Sains Malaysiana 55(4)(2026): 756-773

http://doi.org/10.17576/jsm-2026-5504-14

 

Bayesian Logistic Regression to Explore the Role of Complete Blood Count in Kidney Disease Mortality

(Regresi Logistik Bayesian untuk Meneroka Peranan Kiraan Darah Lengkap dalam Kematian Penyakit Ginjal)

 

DG SITI NURISYA SAHIRAH AG ISHA1, NURLIYANA JUHAN2,*, YONG ZULINA ZUBAIRI3, NORNAZIRAH AZIZAN4, CHONG MUN HO1, ABU SAYED MD. AL MAMUN5 & QIN ZHI LEE6

 

1Faculty of Science and Technology, Universiti Malaysia Sabah, Jalan UMS, 88400 Kota Kinabalu, Sabah, Malaysia

2Preparatory Centre for Science and Technology, Universiti Malaysia Sabah, Jalan UMS, 88400 Kota Kinabalu, Sabah, Malaysia

3Institute for Advanced Studies, University of Malaya, 50603 Kuala Lumpur, Malaysia

4Faculty of Medicine and Health Sciences, Universiti Malaysia Sabah, Jalan UMS, 88400 Kota Kinabalu, Sabah, Malaysia

5Department of Statistics, University of Rajshahi, Rajshahi, Bangladesh

6Queen Elizabeth Hospital, Locked Bag No. 2029, 88586 Kota Kinabalu, Sabah, Malaysia

 

Received: 4 July 2025/Accepted: 20 April 2026

 

Abstract

Kidney disease is a major global health challenge, ranking fifth in Malaysia and ninth worldwide as a leading cause of death in 2021. This growing burden highlights the need for cost-effective tools to support early identification of patients at risk of mortality.

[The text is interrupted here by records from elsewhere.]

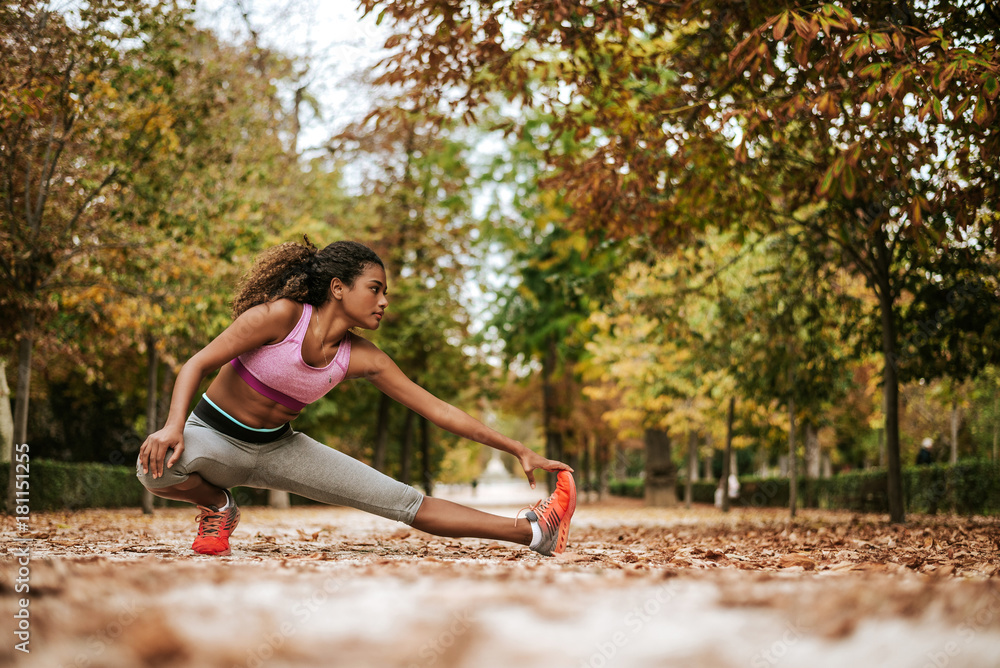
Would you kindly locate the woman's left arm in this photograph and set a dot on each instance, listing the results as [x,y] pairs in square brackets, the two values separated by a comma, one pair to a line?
[378,368]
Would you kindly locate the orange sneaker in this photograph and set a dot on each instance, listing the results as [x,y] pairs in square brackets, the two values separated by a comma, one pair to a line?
[553,515]
[214,528]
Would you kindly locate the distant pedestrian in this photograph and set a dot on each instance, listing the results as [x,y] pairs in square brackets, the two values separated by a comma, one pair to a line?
[925,456]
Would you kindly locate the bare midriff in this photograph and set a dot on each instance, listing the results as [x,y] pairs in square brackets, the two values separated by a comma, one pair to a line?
[232,394]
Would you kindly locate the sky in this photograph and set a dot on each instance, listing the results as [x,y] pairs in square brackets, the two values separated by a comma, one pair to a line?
[330,35]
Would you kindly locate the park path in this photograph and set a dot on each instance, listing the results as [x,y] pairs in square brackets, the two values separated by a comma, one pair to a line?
[320,586]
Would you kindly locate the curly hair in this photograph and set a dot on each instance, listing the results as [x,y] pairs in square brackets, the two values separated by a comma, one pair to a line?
[301,272]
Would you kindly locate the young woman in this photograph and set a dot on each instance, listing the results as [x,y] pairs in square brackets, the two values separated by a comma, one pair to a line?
[288,346]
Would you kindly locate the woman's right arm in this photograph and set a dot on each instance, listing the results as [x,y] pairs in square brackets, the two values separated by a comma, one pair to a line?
[257,326]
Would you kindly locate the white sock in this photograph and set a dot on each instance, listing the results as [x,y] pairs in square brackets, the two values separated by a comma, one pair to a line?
[536,535]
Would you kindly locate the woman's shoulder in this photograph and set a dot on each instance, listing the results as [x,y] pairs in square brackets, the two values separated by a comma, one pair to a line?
[280,315]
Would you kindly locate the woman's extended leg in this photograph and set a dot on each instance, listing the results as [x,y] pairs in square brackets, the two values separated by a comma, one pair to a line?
[444,518]
[303,466]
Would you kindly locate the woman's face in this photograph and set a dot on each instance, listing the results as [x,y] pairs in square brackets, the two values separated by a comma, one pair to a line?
[365,301]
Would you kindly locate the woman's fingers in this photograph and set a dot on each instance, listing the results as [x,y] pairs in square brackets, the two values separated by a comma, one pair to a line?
[178,449]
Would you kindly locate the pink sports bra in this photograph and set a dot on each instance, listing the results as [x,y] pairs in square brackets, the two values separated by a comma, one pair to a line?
[281,365]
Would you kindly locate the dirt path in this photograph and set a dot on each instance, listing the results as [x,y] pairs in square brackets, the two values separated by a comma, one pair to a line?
[640,587]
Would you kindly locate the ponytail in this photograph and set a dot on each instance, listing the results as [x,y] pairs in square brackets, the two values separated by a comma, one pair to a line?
[302,273]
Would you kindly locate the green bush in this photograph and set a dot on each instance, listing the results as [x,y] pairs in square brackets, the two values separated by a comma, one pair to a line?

The complete blood count (CBC) is an affordable, widely used diagnostic test, while Bayesian methods offer advantages for incorporating prior knowledge and quantifying uncertainty. However, the use of CBC parameters with Bayesian approaches for mortality prediction among kidney disease patients in Malaysia remains limited. This study aimed to develop a risk stratification model for kidney disease mortality using CBC data and Bayesian logistic regression (BLR). A retrospective study was conducted using data from 5,158 patients with kidney disease treated at Queen Elizabeth I Hospital. The final multivariate BLR model identified 13 significant predictors of mortality. The strongest predictors were low haemoglobin, high mean platelet volume (MPV), and high neutrophil-to-lymphocyte ratio (NLR), followed by high white blood cells (WBC), and hospitalisation history. The model demonstrated good calibration and discrimination, with an area under the receiver operating characteristic curve (AUROC) and area under the precision-recall curve (AUPRC) greater than 0.8, supporting its reliability for mortality risk stratification. These findings suggest that combining CBC parameters with demographic information may improve early detection and clinical decision-making, particularly in resource-limited settings.

 

Keywords: Bayesian logistic regression; complete blood count; kidney disease; mortality; risk stratification

 

Abstrak

Penyakit buah pinggang merupakan cabaran kesihatan global yang utama, menduduki tempat kelima di Malaysia dan kesembilan di peringkat dunia sebagai penyebab utama kematian pada tahun 2021. Beban yang semakin meningkat ini menekankan keperluan terhadap alat diagnostik yang kos efektif untuk memudahkan pengesanan awal. Kiraan darah lengkap (KDL) merupakan ujian diagnostik yang berpatutan dan digunakan secara rutin, manakala kaedah Bayesian menawarkan kelebihan dengan menggabungkan pengetahuan terdahulu dan memberikan pengkuantitian ketakpastian yang lebih tepat. Walau bagaimanapun, penggunaan parameter KDL dan Bayesian bagi meramal kematian dalam kalangan pesakit buah pinggang di Malaysia masih terhad. Kajian ini bertujuan untuk membangunkan model stratifikasi risiko bagi kematian akibat penyakit buah pinggang menggunakan KDL dan regresi logistik Bayesian (BLR). Kajian retrospektif ini menganalisis data daripada 5,158 pesakit buah pinggang dari Hospital Queen Elizabeth I. Model BLR multivariat akhir mengenal pasti 13 peramal kematian yang signifikan. Peramal yang paling kuat ialah hemoglobin rendah, min isi padu platelet (MPV) yang tinggi dan nisbah neutrofil kepada limfosit (NLR) yang tinggi, diikuti oleh sel darah putih (WBC) yang tinggi dan sejarah kemasukan ke hospital. Model menunjukkan prestasi penentukuran dan diskriminasi yang baik, dengan kawasan bawah lengkungan dalam menerima ciri operasi (AUROC) dan kawasan di bawah lengkung penarikan balik ketepatan (AUPRC) melebihi 0.8, sekali gus menyokong kebolehpercayaannya untuk stratifikasi risiko kematian. Penemuan ini mencadangkan bahawa penggabungan parameter KDL dengan maklumat demografi berpotensi meningkatkan pengesanan awal pesakit berisiko dan keputusan klinikal, khususnya dalam persekitaran dengan sumber terhad.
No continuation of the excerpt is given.